Homer has a nightmare of a Hellman's Mayonnaise cartoon, parodying the opening theme to ER.

==Reception==
Dennis Perkins of The A.V. Club gave the episode a B− stating, "But why graft three full stories (and possibly a fourth) together into one resultingly cluttered episode? It’s a common complaint, but a lot of recent Simpsons episodes waste promising storylines this way. You’ve got Homer and his pig buddy, coming back together before a barbeque sauce-and-hounds mishaps leads to Mr. Burns taking a shine to the injured Plopper.
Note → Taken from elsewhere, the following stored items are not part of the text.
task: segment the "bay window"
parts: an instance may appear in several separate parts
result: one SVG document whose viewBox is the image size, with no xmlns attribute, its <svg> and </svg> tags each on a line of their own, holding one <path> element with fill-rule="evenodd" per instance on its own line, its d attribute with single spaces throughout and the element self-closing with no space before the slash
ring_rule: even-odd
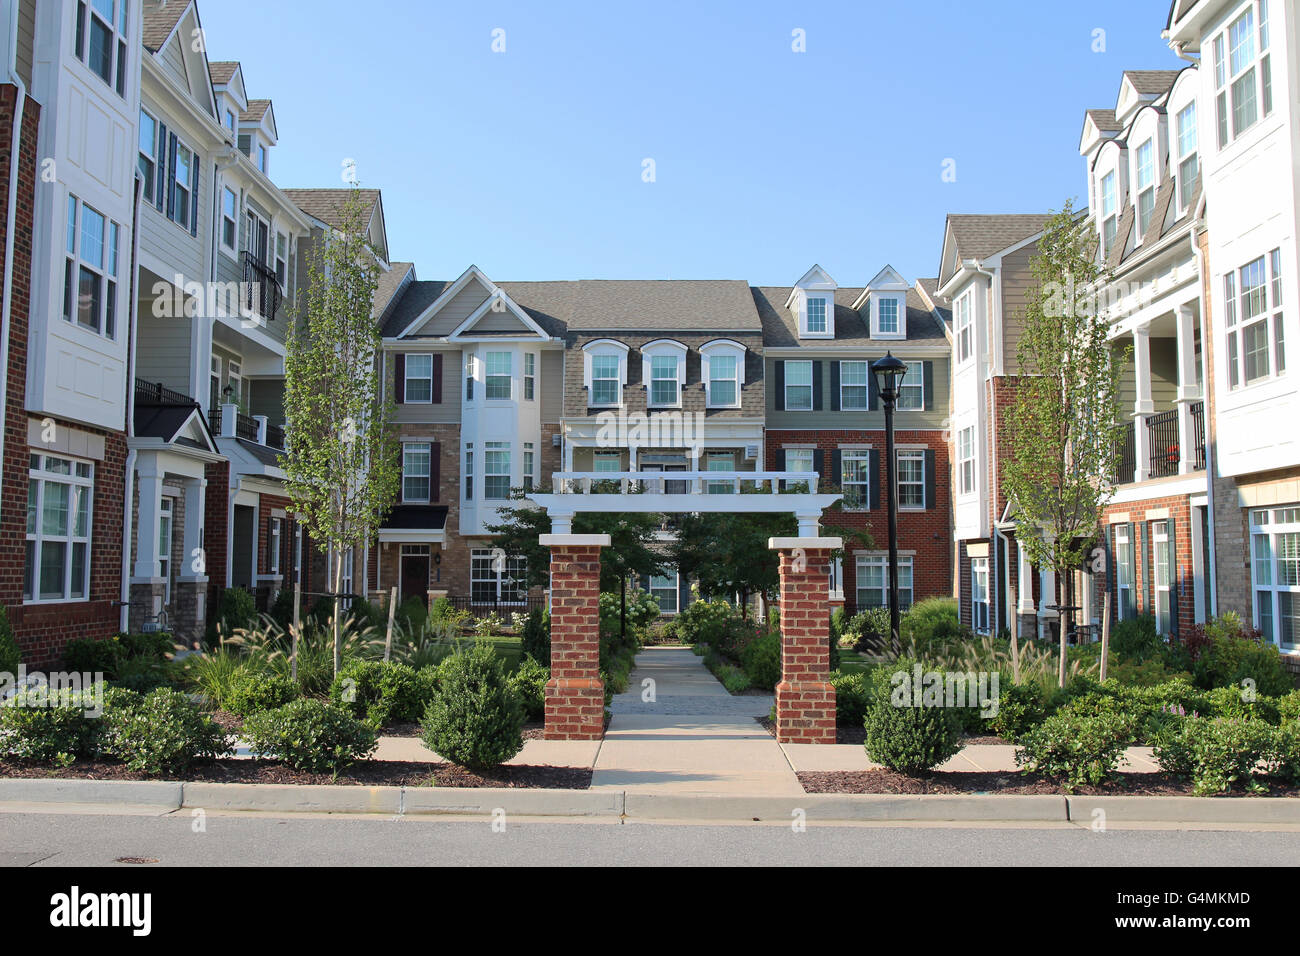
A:
<svg viewBox="0 0 1300 956">
<path fill-rule="evenodd" d="M 812 411 L 812 362 L 785 363 L 785 407 L 790 411 Z"/>
<path fill-rule="evenodd" d="M 974 329 L 971 326 L 971 293 L 967 292 L 953 303 L 953 318 L 957 329 L 957 361 L 964 362 L 975 353 Z"/>
<path fill-rule="evenodd" d="M 867 382 L 870 375 L 871 370 L 865 361 L 840 363 L 840 408 L 843 411 L 867 410 L 870 401 Z"/>
<path fill-rule="evenodd" d="M 1274 249 L 1223 277 L 1230 388 L 1286 370 L 1281 270 L 1282 253 Z"/>
<path fill-rule="evenodd" d="M 408 353 L 403 361 L 403 403 L 433 401 L 433 355 Z"/>
<path fill-rule="evenodd" d="M 63 318 L 107 338 L 117 336 L 118 224 L 68 196 Z"/>
<path fill-rule="evenodd" d="M 677 356 L 650 357 L 650 404 L 676 405 L 681 394 L 677 386 Z"/>
<path fill-rule="evenodd" d="M 925 408 L 925 363 L 905 362 L 907 373 L 898 385 L 899 411 L 921 411 Z"/>
<path fill-rule="evenodd" d="M 523 604 L 528 597 L 527 559 L 503 555 L 497 548 L 470 552 L 470 601 L 474 604 Z"/>
<path fill-rule="evenodd" d="M 989 559 L 970 559 L 971 630 L 989 633 Z"/>
<path fill-rule="evenodd" d="M 1156 208 L 1155 141 L 1147 140 L 1137 148 L 1137 238 L 1140 242 L 1151 225 Z"/>
<path fill-rule="evenodd" d="M 483 497 L 494 501 L 510 497 L 510 442 L 508 441 L 484 443 Z"/>
<path fill-rule="evenodd" d="M 898 462 L 898 507 L 925 507 L 925 452 L 899 451 Z"/>
<path fill-rule="evenodd" d="M 484 394 L 489 400 L 510 399 L 510 379 L 513 375 L 512 353 L 488 352 L 486 359 Z"/>
<path fill-rule="evenodd" d="M 1199 161 L 1196 153 L 1196 103 L 1188 103 L 1178 112 L 1178 208 L 1186 210 L 1192 201 Z"/>
<path fill-rule="evenodd" d="M 126 96 L 127 21 L 130 0 L 85 0 L 77 4 L 77 59 Z"/>
<path fill-rule="evenodd" d="M 1109 256 L 1119 230 L 1119 209 L 1115 198 L 1115 171 L 1101 178 L 1101 254 Z"/>
<path fill-rule="evenodd" d="M 27 473 L 23 599 L 84 601 L 90 587 L 90 462 L 31 455 Z"/>
<path fill-rule="evenodd" d="M 733 408 L 740 404 L 740 362 L 734 355 L 709 356 L 709 406 Z"/>
<path fill-rule="evenodd" d="M 1286 653 L 1300 643 L 1300 506 L 1250 513 L 1255 626 Z"/>
<path fill-rule="evenodd" d="M 859 610 L 889 606 L 889 556 L 860 554 L 857 557 L 857 604 Z M 912 556 L 898 556 L 898 606 L 912 606 Z"/>
<path fill-rule="evenodd" d="M 844 494 L 844 508 L 852 511 L 866 508 L 871 500 L 870 454 L 866 448 L 840 450 L 840 491 Z"/>
<path fill-rule="evenodd" d="M 1254 0 L 1215 36 L 1214 107 L 1219 148 L 1273 112 L 1268 0 Z"/>
<path fill-rule="evenodd" d="M 591 357 L 592 405 L 617 405 L 619 400 L 619 357 L 593 355 Z"/>
<path fill-rule="evenodd" d="M 975 426 L 957 432 L 957 490 L 959 494 L 975 492 Z"/>
<path fill-rule="evenodd" d="M 431 445 L 427 441 L 402 444 L 402 500 L 427 502 L 430 491 Z"/>
</svg>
But that’s only set up by Marge’s enthusiasm for a Japanese anti-cluttering book/philosophy that sees her urging the family to toss out anything that 'no longer brings them joy' (that’s an episode), which leads to Lisa discovering that, once she’s given away everything but her sax (and her Bleeding Gums Murphy poster), she’s lost all joy in playing. 'I finally feel about my sax the way you all do!,' she wails in horror. And that’s another episode. Throw in some promising emotional beats to that story—Homer comforts the confused Lisa during an anxiety attack, Bart hijacks the school’s PA system to restore her love for jazz—and there’s an abundance of good ideas not given enough time to come to fruition."

Tony Sokol of Den of Geek gave the episode 4.5 out of 5 stars. He called the episode a future classic filled with jokes.

"Pork and Burns" scored a 3.5 rating with an 11 share and was watched by 8.19 million viewers, making it Fox's highest rated show of the night.